Le cardinal Jacques Lercaro, dans un message aux artistes réunis en symposium à Cologne en février 1968, soulignait que l’accélération progressive de l’histoire à laquelle il lui apparaissait que l’on assistait, s’accompagnait de la « ‘mobilité structurale socio-démographique de la communauté humaine ’»586. Il affirmait que, la société étant désormais mobile, il convenait désormais de donner à l’église des caractéristiques de mobilité et de polyvalence. Son message se concluait par ses mots : « ‘L’Eglise du Seigneur peut donc être vraiment une tente mobile que l’Esprit pose où il veut et dont les formes doivent être continuellement réinventées par les hommes attentifs à l’Esprit’ »587.
En fait, les architectes qui se sont inspirés de l’idée de la tente s’en sont, en général, tenus à la seule évocation symbolique. C’est ce que cherchaient à traduire les solutions variées, plus ou moins heureuses, de couverture de nombreuses églises de cette période. L’évocation de l’image de la tente permit au moins de rompre avec le vocabulaire des toits à versants traditionnels et de recourir au répertoire des structures tendues ou à la gamme des paraboloïdes hyperboliques alors en pleine vogue (fig. 194). Ces formes tendues - tout en courbes ou en pointes – offraient au moins l’avantage de contraster très clairement avec le perpendicularisme écrasant des « barres » et des « tours » environnantes et de faciliter l’identification du lieu de culte (fig. 195 et 196).
D’autres recherches ont visé à donner à l’église-tente une traduction concrète qui ne se limite pas à la seule évocation symbolique et formelle de cette idée.

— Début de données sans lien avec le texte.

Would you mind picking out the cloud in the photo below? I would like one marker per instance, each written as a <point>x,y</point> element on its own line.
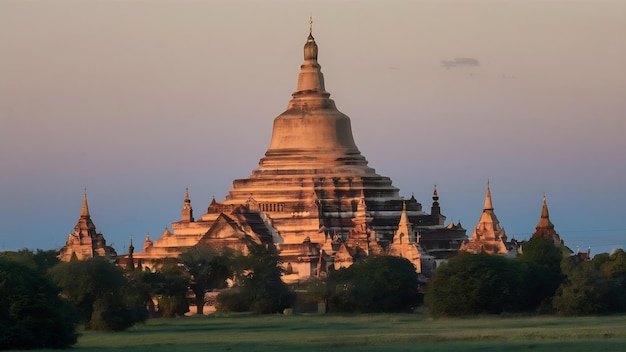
<point>460,61</point>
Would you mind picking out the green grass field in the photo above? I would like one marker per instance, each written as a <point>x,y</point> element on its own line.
<point>389,332</point>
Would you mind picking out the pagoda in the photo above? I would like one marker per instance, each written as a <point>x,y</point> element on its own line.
<point>85,242</point>
<point>313,195</point>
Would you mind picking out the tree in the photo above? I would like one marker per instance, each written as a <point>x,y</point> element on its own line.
<point>377,284</point>
<point>41,260</point>
<point>475,284</point>
<point>99,290</point>
<point>208,268</point>
<point>542,260</point>
<point>584,291</point>
<point>31,313</point>
<point>260,287</point>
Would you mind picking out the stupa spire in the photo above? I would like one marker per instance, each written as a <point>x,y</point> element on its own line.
<point>187,212</point>
<point>488,204</point>
<point>84,211</point>
<point>310,79</point>
<point>544,221</point>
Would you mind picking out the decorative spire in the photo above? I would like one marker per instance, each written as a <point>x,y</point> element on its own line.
<point>84,211</point>
<point>488,204</point>
<point>544,208</point>
<point>544,221</point>
<point>187,212</point>
<point>310,79</point>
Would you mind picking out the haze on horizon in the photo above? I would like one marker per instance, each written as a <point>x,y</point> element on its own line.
<point>137,100</point>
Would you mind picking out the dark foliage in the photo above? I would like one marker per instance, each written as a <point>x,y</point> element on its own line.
<point>477,284</point>
<point>168,284</point>
<point>101,293</point>
<point>31,313</point>
<point>208,268</point>
<point>542,260</point>
<point>377,284</point>
<point>260,287</point>
<point>596,287</point>
<point>584,291</point>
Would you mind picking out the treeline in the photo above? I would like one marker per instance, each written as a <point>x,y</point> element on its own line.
<point>43,301</point>
<point>541,280</point>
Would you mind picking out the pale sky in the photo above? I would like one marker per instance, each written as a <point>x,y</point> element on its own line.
<point>136,100</point>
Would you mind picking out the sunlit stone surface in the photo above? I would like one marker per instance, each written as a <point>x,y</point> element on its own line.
<point>313,196</point>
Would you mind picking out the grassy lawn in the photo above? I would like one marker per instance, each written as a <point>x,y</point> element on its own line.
<point>389,332</point>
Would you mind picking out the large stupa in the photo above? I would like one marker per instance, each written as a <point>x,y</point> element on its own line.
<point>313,194</point>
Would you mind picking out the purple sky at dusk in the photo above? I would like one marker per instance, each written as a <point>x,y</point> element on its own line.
<point>136,100</point>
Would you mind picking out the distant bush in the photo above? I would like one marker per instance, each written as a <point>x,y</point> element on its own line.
<point>31,313</point>
<point>101,293</point>
<point>231,301</point>
<point>377,284</point>
<point>477,284</point>
<point>260,288</point>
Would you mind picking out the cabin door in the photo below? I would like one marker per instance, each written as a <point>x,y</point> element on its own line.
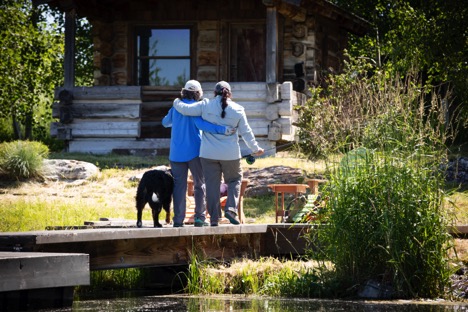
<point>247,52</point>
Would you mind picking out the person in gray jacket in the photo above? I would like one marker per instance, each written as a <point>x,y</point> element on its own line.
<point>220,154</point>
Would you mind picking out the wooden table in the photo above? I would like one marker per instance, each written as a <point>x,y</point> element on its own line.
<point>295,189</point>
<point>314,183</point>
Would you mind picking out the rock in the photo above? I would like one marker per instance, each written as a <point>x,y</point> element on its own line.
<point>64,169</point>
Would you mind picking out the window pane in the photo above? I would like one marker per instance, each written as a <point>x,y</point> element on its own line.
<point>169,72</point>
<point>169,42</point>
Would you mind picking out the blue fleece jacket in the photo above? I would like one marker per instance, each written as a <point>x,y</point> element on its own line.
<point>186,134</point>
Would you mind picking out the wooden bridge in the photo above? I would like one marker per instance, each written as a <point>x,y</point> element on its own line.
<point>41,268</point>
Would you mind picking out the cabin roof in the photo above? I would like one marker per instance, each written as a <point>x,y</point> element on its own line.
<point>293,9</point>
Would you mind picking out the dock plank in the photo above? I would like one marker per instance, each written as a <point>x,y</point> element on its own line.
<point>32,270</point>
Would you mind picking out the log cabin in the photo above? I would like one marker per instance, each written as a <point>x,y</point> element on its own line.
<point>270,51</point>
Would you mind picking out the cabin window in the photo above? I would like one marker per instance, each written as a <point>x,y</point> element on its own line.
<point>247,52</point>
<point>162,56</point>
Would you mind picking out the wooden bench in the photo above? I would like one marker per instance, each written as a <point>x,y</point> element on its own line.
<point>190,210</point>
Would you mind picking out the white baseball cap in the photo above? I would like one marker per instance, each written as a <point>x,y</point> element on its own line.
<point>193,85</point>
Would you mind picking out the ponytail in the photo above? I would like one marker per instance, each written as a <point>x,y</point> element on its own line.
<point>225,94</point>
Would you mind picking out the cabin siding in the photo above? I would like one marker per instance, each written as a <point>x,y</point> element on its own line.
<point>110,119</point>
<point>303,40</point>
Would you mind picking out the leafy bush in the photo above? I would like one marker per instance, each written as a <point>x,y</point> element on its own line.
<point>22,159</point>
<point>387,224</point>
<point>387,221</point>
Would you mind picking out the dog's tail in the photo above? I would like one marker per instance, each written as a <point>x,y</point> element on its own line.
<point>141,196</point>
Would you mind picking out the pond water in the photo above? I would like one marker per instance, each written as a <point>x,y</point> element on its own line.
<point>241,303</point>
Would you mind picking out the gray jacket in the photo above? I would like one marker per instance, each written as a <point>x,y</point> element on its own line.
<point>220,146</point>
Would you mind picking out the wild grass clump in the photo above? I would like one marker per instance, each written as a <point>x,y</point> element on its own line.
<point>386,201</point>
<point>22,159</point>
<point>265,276</point>
<point>388,224</point>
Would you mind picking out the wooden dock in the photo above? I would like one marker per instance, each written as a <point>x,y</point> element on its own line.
<point>48,264</point>
<point>40,280</point>
<point>114,248</point>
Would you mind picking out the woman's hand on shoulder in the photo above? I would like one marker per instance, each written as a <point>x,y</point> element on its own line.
<point>260,152</point>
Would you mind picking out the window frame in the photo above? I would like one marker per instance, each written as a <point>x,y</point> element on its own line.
<point>136,59</point>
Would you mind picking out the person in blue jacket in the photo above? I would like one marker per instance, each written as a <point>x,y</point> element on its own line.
<point>186,134</point>
<point>220,155</point>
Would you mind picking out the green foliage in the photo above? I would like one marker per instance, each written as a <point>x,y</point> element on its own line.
<point>430,35</point>
<point>266,276</point>
<point>369,107</point>
<point>29,67</point>
<point>22,159</point>
<point>387,223</point>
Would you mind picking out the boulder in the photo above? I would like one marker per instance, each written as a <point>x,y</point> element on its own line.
<point>64,169</point>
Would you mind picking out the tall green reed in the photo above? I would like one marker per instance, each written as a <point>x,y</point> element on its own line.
<point>387,221</point>
<point>22,159</point>
<point>387,224</point>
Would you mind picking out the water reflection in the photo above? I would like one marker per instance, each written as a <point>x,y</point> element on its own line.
<point>225,303</point>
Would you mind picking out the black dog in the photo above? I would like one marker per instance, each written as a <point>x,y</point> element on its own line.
<point>155,188</point>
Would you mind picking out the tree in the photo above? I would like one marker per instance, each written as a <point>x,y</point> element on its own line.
<point>29,67</point>
<point>428,35</point>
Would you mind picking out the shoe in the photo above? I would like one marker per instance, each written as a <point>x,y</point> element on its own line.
<point>200,223</point>
<point>231,216</point>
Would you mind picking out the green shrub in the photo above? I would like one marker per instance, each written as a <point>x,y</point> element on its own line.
<point>387,224</point>
<point>22,159</point>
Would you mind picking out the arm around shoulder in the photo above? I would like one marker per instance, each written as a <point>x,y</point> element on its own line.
<point>194,109</point>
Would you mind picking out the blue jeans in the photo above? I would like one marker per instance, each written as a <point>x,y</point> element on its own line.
<point>213,170</point>
<point>180,174</point>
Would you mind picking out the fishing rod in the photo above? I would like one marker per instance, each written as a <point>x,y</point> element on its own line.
<point>250,159</point>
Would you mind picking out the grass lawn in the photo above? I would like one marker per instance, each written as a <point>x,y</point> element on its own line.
<point>34,205</point>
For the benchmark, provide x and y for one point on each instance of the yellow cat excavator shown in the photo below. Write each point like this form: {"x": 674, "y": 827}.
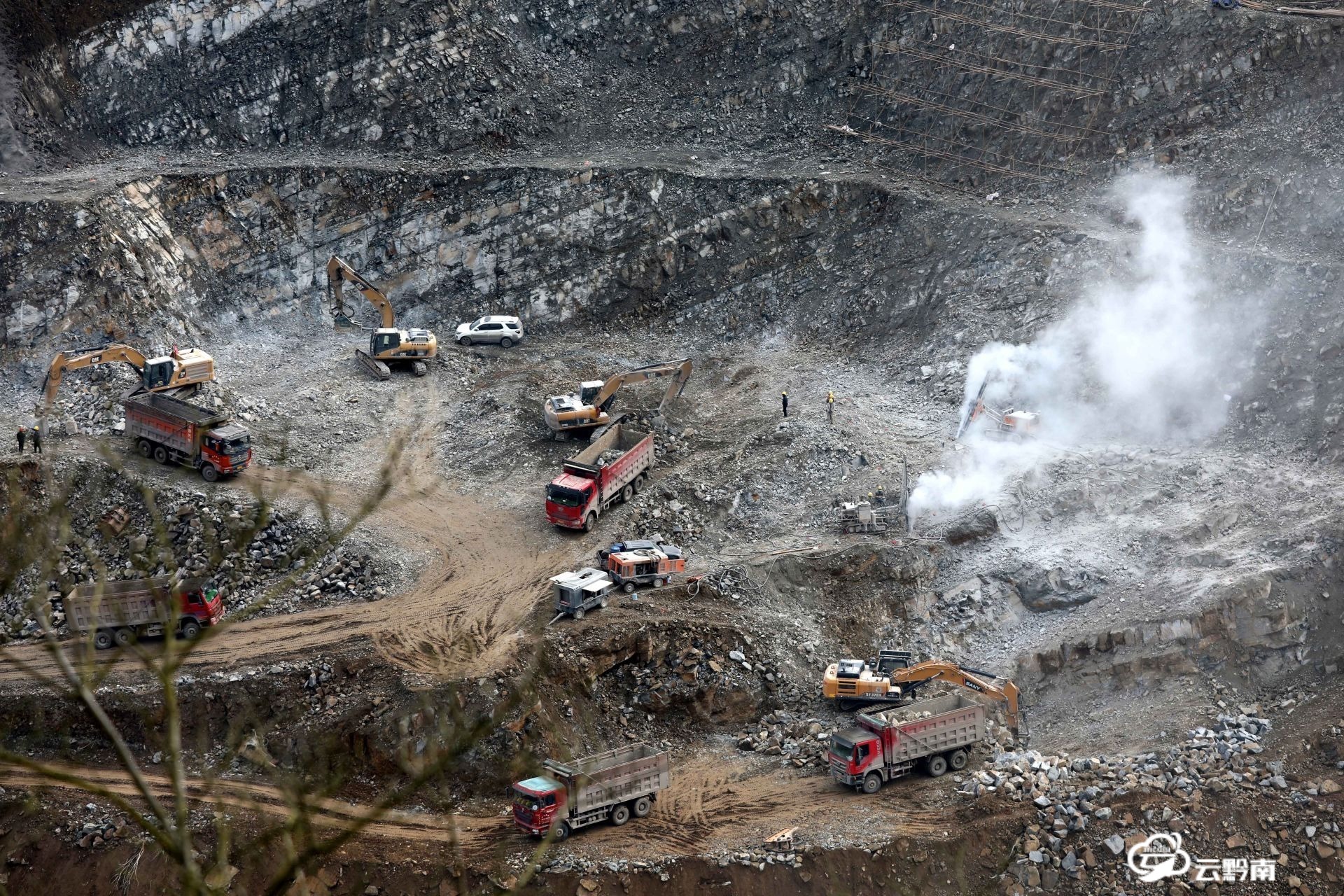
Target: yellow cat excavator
{"x": 178, "y": 370}
{"x": 894, "y": 680}
{"x": 387, "y": 344}
{"x": 588, "y": 409}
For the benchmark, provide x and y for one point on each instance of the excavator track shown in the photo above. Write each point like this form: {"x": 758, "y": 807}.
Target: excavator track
{"x": 374, "y": 365}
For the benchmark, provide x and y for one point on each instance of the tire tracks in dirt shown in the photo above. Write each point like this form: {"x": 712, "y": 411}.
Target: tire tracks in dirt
{"x": 465, "y": 614}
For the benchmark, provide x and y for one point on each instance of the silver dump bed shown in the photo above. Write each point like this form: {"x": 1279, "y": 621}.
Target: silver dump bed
{"x": 927, "y": 727}
{"x": 612, "y": 777}
{"x": 111, "y": 605}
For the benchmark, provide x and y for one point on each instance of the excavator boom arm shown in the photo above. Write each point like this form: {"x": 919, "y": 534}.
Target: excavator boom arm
{"x": 86, "y": 358}
{"x": 682, "y": 368}
{"x": 337, "y": 273}
{"x": 951, "y": 672}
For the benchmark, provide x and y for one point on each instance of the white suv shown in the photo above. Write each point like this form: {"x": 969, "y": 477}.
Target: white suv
{"x": 495, "y": 328}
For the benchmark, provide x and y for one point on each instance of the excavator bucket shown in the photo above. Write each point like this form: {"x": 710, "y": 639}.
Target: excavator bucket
{"x": 343, "y": 320}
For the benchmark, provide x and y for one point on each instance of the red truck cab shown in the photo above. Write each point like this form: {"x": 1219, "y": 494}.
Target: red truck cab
{"x": 537, "y": 802}
{"x": 854, "y": 754}
{"x": 569, "y": 498}
{"x": 227, "y": 449}
{"x": 204, "y": 605}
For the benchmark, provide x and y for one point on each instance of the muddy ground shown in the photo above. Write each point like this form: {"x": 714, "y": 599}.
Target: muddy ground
{"x": 655, "y": 183}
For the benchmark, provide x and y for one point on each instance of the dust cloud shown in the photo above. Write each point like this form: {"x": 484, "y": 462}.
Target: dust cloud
{"x": 1147, "y": 356}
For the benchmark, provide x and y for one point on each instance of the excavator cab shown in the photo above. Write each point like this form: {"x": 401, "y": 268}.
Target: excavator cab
{"x": 850, "y": 668}
{"x": 589, "y": 390}
{"x": 891, "y": 660}
{"x": 159, "y": 372}
{"x": 385, "y": 340}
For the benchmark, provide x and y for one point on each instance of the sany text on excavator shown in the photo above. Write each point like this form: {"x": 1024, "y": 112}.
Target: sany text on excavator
{"x": 894, "y": 680}
{"x": 1007, "y": 422}
{"x": 387, "y": 344}
{"x": 178, "y": 370}
{"x": 588, "y": 409}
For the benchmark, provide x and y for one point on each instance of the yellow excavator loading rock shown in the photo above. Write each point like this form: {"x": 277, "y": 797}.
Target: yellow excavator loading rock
{"x": 894, "y": 680}
{"x": 587, "y": 410}
{"x": 387, "y": 346}
{"x": 181, "y": 370}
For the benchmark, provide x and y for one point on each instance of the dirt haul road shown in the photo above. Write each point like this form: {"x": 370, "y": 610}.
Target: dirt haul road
{"x": 714, "y": 804}
{"x": 463, "y": 617}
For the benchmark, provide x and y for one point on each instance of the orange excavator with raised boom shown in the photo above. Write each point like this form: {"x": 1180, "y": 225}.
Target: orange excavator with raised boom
{"x": 892, "y": 679}
{"x": 387, "y": 346}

Les églises nomades de Jean Prouvé avaient cette ambition clairement affichée : un toit inspiré d’une tente. Mais chez Prouvé, la forme de la tente n’est pas celle des bédouins. Au contraire, il s’agit de celle, contemporaine et popularisée grâce à la vulgarisation des loisirs, de la canadienne. Surtout, J. Prouvé souhaitait que ces églises ne restent pas définitivement ancrées au même endroit mais soient déplacées588.
Georges Mercier, Architecture religieuse contemporaine en France, 1968.
Ibid. p. 216.
Ibid. p. 217.
Ibid., p. 110.
Ibid. p. 217. « Dès que l’énergie est admise et fait son intrusion dans l’art », précise René Huyghe, « tout change ; lorsqu’une civilisation a été mise en présence de la mobilité, elle s’est créée des formes onduleuses, souples, exprimant une croissance ou une décroissance ». C’est ainsi « qu’aux droites et angles sont préférées les hyperboles et les paraboles ; aux surfaces planes se substituent les surfaces gauches, où les éléments de la charpente eux-mêmes engendrent des infléchissements de courbes ». R. Huyghe, Psychologie de l’art moderne, la Table ronde n° 160, 1961, p. 134.
Ibid. p. 217.
« L’Eglise dans la cité de demain » in Espace sacré et architecture moderne, Cerf, Paris, 1971, p. 20
Ibidem p. 26
Voir « Les églises nomades de Jean Prouvé », Chapitre II, p. 242.